Saturday, October 30, 2004

Trick or Treat?

I am not a sissy.

I am not afraid of children.

I am not afraid of children dressed up like dinosaurs, princesses, ninjas or anything else.

I just happen to dislike the doorbell.


I'm not afraid of the children, and I'm not afraid of the doorbell.

I just prefer to hide under the sofa on Halloween, that's all.
The British One left early this morning to help some other humans paint a teahouse in Cincinnati. This means it's just me and Softie in the house, which is just like old times. Softie has been graced by my presence in her life for the past seventeen years. I've been letting her care for me since I was a tiny kitten, full of energy and mischief.

Softie loves to sing to me, although I have to admit that sometimes her tuneless warbling makes my ears hurt.

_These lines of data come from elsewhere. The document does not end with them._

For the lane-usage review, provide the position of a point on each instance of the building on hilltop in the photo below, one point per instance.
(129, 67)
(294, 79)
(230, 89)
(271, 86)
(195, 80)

I enjoy the attention, and as I am normally on her lap when she sings, I get lots of stroking, petting and chin scratches. It's worth the inconvenience of tone-deafness. A big plus is also that she substitutes certain words in the songs and turns them into songs about me! The themesong to "Chitty-Chitty Bang Bang" becomes "Pretty Pretty Kitty" and "Ice Ice Baby" becomes "Black Black Kitty." She and the British One have lots of shiny round music makers, and whenever they listen to them she can turn any regular song into a song about me. It's very flattering.

I am a much better singer than either of the humans. I don't sing as much as I used to, but in my prime I could really belt out a mournful number in the middle of the night. I found 3am to be perfect for a concerto. I would find a suitable spotlight to sit in--the moonlight streaming in the kitchen window was always nice--and I'd sing mournful songs about loss and woe. Sometimes I would bring my favorite stuffed toy into the spotlight with me and sing songs of heroic struggle and death, and then try to rip the stuffing out of it.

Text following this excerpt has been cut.